Google Weather + Character Encodings

I’m building an application for my “Data, Schemas & Applications” module at university, which manipulates data from Google to display the weather for given locations. Google’s weather API is fairly simple to understand, and is run through a REST base service and does not require the use of an API key.

You can use PHP to download a copy of the weather data for your chosen city, and subsequently process it to output the weather in whatever way you choose. Prakash has provided a function which can be used on the University campus for loading files through the proxy. It looks like the following:

function get_file($uri) {

/*********************************************************
* @function: get_file
* @author: Chris Wallace
* @created: 30 November 2009
* @updated: 20 January 2012
* @source: http://www.cems.uwe.ac.uk/~pchatter/php/dsa/dsa_utility.phps
*
* This function will get any file through the UWE proxy.
*
* It has been adapted so that if we
* are running on our local testing server, we do not
* need to use this function, as Ben's private server
* does not have proxy requirements.
*********************************************************/


// Conditional: Do we need to use the proxy?
if(substr($_SERVER['HTTP_HOST'], 4) == 'cems.uwe.ac.uk') { // Conditional @value: Yes

// Create a context for the PHP file_get_contents function
$context = stream_context_create(array('http'=> array('proxy'=>'proxysg.uwe.ac.uk:8080', 'header'=>'Cache-Control: no-cache')));

// Get the contents of the requested URI
$contents = file_get_contents($uri, false, $context);

} else { // Conditional @value: No

// Get the contents of the requres URI without use of the proxy
$contents = file_get_contents($uri, false);

} // End Conditional

// And return the contents of the file
return $contents;

}

We later use that function to get a SimpleXML instance of the Google Weather XML file. However, there’s an issue with using Google’s API and PHP’s SimpleXML class, and that is one of character encodings. Every text file generated by computers uses some kind of character encoding, and it’s used by computers to interpret what certain bytes should be rendered as. Common character sets used in everyday situations include:

  • ASCII – American Standard Code for Information Interchange
  • UTF-8 – UCS Transformation Format, the most common format used on the World Wide Web.
  • ISO/IEC 8859-1 – more commonly known as Latin1, a common choice for storing data in MySQL databases.

As it turns out, Google API returns XML documents encoded in an encoding called “GB_18030,” which is a Chinese government standard, and includes a lot of Latin characters (commonly used in English, French, Italian and other European languages), as well as Chinese, Japanese and other east-Asian characters, thereby allowing the API to work in those countries.

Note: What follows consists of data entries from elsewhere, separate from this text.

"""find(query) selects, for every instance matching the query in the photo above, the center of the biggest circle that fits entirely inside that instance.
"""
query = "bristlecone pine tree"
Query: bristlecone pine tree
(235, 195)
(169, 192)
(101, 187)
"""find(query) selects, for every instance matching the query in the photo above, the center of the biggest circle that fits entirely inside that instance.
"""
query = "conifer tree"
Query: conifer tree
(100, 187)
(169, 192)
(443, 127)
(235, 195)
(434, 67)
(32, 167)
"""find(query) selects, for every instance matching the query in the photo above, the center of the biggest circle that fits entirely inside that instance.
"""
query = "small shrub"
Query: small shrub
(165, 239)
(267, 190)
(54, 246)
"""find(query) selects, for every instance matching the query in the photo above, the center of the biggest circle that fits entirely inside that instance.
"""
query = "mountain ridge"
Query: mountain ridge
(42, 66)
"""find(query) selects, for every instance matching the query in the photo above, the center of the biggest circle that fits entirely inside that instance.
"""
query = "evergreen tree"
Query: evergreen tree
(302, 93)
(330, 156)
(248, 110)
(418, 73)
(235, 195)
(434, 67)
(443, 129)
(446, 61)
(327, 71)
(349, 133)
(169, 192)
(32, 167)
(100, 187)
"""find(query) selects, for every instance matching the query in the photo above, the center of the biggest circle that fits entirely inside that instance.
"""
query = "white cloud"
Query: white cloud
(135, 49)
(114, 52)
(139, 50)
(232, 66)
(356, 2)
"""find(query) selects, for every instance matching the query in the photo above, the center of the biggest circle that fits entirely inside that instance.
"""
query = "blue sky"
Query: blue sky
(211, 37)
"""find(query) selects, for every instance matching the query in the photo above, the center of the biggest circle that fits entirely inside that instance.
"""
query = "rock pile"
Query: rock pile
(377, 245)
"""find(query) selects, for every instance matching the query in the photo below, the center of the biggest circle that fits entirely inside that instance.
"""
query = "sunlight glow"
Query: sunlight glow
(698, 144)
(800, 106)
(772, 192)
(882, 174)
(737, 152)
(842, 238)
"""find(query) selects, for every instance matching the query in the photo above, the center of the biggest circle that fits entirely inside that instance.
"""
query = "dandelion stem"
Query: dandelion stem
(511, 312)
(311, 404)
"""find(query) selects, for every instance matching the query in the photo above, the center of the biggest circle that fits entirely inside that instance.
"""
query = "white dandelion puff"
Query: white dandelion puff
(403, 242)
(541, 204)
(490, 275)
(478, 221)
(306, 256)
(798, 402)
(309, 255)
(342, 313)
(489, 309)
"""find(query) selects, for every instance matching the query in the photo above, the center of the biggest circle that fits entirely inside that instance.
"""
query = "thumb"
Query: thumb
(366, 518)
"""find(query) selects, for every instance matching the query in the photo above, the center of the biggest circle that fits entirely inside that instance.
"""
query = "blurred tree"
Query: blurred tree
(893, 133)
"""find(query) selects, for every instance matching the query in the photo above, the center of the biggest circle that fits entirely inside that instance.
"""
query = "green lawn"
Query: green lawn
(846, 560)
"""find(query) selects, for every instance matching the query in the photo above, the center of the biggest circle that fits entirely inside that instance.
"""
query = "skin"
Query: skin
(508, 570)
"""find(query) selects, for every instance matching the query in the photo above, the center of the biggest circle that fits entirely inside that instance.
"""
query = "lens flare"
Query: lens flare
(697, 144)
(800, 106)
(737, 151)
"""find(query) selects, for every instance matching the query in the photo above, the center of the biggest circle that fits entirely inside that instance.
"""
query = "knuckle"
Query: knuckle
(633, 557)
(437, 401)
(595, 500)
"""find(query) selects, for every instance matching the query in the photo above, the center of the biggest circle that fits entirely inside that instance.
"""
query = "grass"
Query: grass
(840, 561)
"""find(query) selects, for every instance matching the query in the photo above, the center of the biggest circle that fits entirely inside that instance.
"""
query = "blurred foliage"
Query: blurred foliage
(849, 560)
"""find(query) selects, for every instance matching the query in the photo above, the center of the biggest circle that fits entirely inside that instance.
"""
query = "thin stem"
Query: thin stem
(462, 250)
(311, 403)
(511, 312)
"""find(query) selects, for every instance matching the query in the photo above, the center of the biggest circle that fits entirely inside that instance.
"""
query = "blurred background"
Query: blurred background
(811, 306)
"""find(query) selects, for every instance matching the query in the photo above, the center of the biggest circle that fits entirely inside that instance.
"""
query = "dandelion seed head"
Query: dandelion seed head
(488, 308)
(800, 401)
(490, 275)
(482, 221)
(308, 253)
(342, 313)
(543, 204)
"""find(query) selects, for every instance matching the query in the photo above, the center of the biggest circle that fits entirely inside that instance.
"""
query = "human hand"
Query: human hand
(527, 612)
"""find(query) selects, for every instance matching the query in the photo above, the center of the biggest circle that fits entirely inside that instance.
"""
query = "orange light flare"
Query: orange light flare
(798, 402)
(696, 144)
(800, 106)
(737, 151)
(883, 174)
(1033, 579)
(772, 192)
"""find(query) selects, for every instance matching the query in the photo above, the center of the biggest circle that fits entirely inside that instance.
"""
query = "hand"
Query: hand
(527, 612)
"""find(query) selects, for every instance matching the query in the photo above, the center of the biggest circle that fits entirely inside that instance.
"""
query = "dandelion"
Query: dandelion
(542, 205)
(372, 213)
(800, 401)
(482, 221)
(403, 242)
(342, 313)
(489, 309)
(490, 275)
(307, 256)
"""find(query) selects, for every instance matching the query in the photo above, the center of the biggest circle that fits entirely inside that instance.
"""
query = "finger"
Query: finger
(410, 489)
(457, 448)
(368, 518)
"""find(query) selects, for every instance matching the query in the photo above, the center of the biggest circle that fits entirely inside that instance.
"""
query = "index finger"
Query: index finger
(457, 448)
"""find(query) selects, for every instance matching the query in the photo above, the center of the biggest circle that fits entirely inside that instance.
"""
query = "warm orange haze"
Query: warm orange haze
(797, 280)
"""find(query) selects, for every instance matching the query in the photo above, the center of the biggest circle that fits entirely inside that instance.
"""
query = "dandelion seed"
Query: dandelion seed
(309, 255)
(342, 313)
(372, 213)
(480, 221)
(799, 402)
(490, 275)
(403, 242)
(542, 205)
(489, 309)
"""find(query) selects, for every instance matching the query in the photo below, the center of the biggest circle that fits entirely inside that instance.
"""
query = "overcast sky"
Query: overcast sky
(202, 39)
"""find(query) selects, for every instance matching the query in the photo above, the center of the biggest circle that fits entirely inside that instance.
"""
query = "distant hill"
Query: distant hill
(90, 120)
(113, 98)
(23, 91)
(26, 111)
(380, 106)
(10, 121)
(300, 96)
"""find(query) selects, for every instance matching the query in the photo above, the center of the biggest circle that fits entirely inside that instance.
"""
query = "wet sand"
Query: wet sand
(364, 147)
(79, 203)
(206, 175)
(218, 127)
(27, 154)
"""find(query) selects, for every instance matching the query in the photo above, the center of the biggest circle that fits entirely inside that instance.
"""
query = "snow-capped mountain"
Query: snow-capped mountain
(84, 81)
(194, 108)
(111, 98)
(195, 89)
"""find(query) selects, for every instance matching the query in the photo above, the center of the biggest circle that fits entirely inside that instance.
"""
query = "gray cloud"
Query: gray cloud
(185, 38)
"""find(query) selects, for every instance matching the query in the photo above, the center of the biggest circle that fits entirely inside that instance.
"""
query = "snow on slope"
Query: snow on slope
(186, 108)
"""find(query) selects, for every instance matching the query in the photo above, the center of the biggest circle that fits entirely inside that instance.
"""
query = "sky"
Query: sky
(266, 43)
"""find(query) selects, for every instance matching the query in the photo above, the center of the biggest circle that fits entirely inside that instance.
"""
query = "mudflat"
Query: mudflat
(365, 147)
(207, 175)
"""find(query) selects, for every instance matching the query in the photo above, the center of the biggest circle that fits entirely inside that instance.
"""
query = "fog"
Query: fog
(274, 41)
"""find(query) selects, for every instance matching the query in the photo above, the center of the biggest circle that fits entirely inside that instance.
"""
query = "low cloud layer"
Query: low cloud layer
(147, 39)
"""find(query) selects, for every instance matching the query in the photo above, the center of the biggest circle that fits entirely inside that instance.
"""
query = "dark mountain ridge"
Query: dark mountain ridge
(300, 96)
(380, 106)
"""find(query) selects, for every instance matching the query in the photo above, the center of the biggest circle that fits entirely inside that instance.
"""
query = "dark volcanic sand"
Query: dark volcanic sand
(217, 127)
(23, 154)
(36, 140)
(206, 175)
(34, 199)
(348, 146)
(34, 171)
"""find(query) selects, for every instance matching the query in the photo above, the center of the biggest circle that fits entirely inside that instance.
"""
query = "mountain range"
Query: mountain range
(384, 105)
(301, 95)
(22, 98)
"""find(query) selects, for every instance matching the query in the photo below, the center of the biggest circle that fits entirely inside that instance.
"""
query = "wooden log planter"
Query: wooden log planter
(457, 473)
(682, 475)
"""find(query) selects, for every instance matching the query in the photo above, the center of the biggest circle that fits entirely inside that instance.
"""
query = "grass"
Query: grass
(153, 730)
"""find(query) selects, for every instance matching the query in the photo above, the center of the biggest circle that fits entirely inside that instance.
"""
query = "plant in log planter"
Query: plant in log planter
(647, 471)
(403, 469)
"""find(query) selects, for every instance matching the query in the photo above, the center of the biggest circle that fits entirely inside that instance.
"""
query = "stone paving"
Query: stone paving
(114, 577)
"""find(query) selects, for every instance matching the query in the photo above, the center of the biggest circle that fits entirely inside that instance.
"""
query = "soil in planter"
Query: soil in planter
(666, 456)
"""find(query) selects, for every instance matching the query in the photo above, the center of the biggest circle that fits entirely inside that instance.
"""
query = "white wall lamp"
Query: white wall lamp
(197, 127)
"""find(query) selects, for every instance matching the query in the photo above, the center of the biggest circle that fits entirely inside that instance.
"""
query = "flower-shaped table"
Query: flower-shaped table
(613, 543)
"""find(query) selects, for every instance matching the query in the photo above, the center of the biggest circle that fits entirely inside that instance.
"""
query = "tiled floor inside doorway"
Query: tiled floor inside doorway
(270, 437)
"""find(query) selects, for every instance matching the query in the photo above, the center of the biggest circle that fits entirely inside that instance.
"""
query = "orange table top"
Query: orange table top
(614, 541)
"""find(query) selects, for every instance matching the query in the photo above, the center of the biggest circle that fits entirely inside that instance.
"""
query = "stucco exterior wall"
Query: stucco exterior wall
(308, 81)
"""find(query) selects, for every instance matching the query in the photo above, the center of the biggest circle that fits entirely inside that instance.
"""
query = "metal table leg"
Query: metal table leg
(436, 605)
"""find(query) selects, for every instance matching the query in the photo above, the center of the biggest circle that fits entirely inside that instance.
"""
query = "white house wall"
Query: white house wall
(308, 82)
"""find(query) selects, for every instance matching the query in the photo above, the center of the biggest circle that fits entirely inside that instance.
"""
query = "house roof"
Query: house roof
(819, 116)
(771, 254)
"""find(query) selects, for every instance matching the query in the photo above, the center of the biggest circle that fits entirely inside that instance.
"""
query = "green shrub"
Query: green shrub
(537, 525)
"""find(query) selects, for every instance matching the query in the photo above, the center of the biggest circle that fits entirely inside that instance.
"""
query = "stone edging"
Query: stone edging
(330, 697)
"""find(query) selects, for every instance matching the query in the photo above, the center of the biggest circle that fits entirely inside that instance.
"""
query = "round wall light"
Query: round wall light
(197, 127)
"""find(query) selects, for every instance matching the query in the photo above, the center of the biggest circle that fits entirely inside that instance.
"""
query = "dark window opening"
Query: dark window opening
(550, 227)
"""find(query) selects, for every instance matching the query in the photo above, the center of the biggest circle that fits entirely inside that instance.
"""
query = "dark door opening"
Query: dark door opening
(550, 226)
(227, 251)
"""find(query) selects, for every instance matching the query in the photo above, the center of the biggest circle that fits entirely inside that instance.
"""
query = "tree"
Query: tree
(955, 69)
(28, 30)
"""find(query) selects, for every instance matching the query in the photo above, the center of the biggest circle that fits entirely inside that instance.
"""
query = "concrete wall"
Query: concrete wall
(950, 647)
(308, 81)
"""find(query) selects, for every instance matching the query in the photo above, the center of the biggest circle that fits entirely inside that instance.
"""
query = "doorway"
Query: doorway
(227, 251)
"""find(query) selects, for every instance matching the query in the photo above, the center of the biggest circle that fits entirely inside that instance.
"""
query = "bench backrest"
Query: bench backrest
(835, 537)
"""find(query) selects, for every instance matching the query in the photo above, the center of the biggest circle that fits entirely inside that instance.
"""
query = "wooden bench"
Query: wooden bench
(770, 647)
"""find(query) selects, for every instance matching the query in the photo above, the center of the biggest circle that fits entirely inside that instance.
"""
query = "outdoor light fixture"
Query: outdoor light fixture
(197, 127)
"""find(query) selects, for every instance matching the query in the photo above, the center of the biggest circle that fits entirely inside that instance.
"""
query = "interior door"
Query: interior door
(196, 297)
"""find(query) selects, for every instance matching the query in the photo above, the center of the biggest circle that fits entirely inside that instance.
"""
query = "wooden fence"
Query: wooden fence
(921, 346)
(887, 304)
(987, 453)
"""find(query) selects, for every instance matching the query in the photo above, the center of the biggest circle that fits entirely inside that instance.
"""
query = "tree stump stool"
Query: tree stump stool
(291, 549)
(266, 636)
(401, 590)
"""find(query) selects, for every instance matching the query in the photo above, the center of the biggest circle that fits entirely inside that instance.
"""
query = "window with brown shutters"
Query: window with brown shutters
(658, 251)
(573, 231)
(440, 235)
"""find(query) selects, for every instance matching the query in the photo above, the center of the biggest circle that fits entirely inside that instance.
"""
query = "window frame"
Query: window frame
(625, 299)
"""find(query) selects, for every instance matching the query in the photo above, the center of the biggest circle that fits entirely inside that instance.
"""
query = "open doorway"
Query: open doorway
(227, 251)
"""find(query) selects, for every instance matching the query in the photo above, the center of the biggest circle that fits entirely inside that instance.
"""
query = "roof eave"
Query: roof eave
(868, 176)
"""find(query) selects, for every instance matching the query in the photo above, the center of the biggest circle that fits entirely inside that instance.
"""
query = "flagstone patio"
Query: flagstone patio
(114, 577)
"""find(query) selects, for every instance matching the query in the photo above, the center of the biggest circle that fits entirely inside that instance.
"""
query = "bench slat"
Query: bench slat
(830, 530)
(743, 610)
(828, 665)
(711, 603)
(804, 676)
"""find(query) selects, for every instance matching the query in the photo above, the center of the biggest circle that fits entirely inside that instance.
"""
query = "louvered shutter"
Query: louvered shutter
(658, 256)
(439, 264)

However, PHP’s SimpleXML class expects us to load a file in UTF-8. Because of that, we need to convert our returned XML file into UTF-8; which, as it turns out, is fairly simple.

PHP has a module called “iconv.” This module is able to convert an object or a string’s character encoding. Through the following code we can easily switch the character encoding of Google’s XML file to UTF-8.

// We created the get_file function earlier, so we'll use that here.
$file = get_file($this->weather);

// The following line converts the XML file, $file, from "GB18030" to "utf-8".
// Bear in mind that the information portrayed below is case-sensitive.
$xml = iconv("GB18030", "utf-8", $file);

// Finally we return an SimpleXML object of the re-encoded XML file.
// The @ symbol before the function simplexml_load_string makes sure that
//   if we were given an invalid XML file, it will now throw an error.
$xml = @simplexml_load_string($xml, NULL, LIBXML_NOCDATA);

I hope this explains the issue and the solution in as simple form as possible. However, if you have any questions on how this works, please post them in the comments section below.